According to the White House, millions of people in the United States who are in arrears with student loans will get a fresh start.
On April 6, the administration of President Joe Biden announced an extension of the pause on student loan payments until August 31, 2022. The extension will allow students more time to plan for the resumption of payments, the ministry said. American of Education.
The pause will also allow students to get a “fresh start” on repayment by “eliminating the impact of delinquency and default and allowing them to resume repayment in good standing,” the agency said in a statement. Press.
Here’s what that means.
About 41 million people in the United States have student loans and about 8 million are in default, Politico reported.
The agency will automatically erase “defaults for all borrowers covered by the pandemic-related pause. This includes borrowers who owe federal student loans held directly by the Department of Education as well as borrowers who have defaulted on federally guaranteed student loans issued by private lenders,” Politico reported.
“It’s important to pay the amount shown on your bill — and to pay before the due date,” according to the federal student aid office.
From the first day after a student loan payment is missed, a loan becomes delinquent – or delinquent.

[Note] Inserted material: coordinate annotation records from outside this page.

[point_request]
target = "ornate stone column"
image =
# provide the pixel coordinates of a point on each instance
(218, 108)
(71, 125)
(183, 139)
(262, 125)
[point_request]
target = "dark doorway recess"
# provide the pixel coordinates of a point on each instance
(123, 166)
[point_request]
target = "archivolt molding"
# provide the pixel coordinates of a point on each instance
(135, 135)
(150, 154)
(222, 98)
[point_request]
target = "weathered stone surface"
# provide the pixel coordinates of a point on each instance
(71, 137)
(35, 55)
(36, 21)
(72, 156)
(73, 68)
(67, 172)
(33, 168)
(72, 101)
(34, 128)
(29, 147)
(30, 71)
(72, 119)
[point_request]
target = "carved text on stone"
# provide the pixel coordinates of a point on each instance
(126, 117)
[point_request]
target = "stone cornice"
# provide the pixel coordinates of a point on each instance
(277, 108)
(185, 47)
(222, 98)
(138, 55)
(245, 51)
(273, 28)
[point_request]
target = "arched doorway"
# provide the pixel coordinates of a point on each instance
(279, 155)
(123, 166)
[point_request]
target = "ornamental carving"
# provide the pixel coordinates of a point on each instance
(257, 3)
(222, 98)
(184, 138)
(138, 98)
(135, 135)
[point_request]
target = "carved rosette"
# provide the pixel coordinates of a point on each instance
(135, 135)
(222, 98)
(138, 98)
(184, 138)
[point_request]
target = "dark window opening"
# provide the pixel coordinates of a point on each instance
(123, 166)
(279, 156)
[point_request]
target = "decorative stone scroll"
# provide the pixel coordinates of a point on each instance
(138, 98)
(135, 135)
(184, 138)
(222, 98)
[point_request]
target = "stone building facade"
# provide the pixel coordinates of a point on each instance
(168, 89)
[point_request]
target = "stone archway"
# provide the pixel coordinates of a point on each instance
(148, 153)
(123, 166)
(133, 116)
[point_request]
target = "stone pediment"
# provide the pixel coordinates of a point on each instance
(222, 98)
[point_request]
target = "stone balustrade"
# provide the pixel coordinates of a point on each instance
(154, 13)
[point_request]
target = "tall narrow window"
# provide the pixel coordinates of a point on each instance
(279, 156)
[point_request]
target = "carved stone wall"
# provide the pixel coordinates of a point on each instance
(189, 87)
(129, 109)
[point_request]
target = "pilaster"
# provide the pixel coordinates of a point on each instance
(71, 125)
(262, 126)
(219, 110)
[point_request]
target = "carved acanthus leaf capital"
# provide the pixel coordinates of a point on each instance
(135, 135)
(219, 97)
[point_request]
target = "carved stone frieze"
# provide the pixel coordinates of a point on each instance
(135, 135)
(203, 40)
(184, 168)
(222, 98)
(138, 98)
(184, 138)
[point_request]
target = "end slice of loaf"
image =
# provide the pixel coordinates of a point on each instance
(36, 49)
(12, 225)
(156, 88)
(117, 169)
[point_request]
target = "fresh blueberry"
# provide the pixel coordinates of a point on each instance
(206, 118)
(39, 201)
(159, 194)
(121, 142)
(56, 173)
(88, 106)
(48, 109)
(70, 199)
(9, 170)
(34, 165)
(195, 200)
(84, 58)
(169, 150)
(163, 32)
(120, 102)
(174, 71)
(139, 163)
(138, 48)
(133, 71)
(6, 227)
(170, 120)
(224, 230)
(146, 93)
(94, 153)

If a loan remains delinquent for 90 days or more, “your loan manager will report the default to the three major national credit bureaus,” the bureau says on its website.
If the loan continues to be past due, it will be in default.

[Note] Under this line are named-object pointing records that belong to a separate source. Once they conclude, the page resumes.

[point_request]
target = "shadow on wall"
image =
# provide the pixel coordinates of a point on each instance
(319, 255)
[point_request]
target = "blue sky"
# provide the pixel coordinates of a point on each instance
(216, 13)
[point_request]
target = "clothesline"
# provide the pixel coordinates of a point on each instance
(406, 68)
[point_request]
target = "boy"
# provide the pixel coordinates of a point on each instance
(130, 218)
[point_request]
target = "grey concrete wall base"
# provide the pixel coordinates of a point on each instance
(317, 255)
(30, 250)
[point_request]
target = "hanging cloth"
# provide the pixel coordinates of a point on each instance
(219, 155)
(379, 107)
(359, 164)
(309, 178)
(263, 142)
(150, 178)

When a loan is in default, the consequences can hurt a student’s financial future.
Here are some things that can happen when an account goes into default:
— The entire outstanding balance of the loan and interest due could become immediately payable.
— Borrowers could lose their eligibility for other federal student aid.
— Students’ credit ratings will be damaged, affecting their ability to buy a car or a house.
— Employers could withhold pay to send to loan holders.
In an April 6 statement, President Joe Biden said he hoped the break would allow “Americans to continue to get back on their feet after two of the toughest years this nation has ever seen.”
He added that if payments had resumed as planned in May, “millions of student borrowers would face significant economic hardship, and delinquencies and loan defaults could threaten the financial stability of Americans.”
At an April 6 press briefing, press secretary Jen Psaki said Biden hadn’t “ruled out” a large-scale student debt write-off.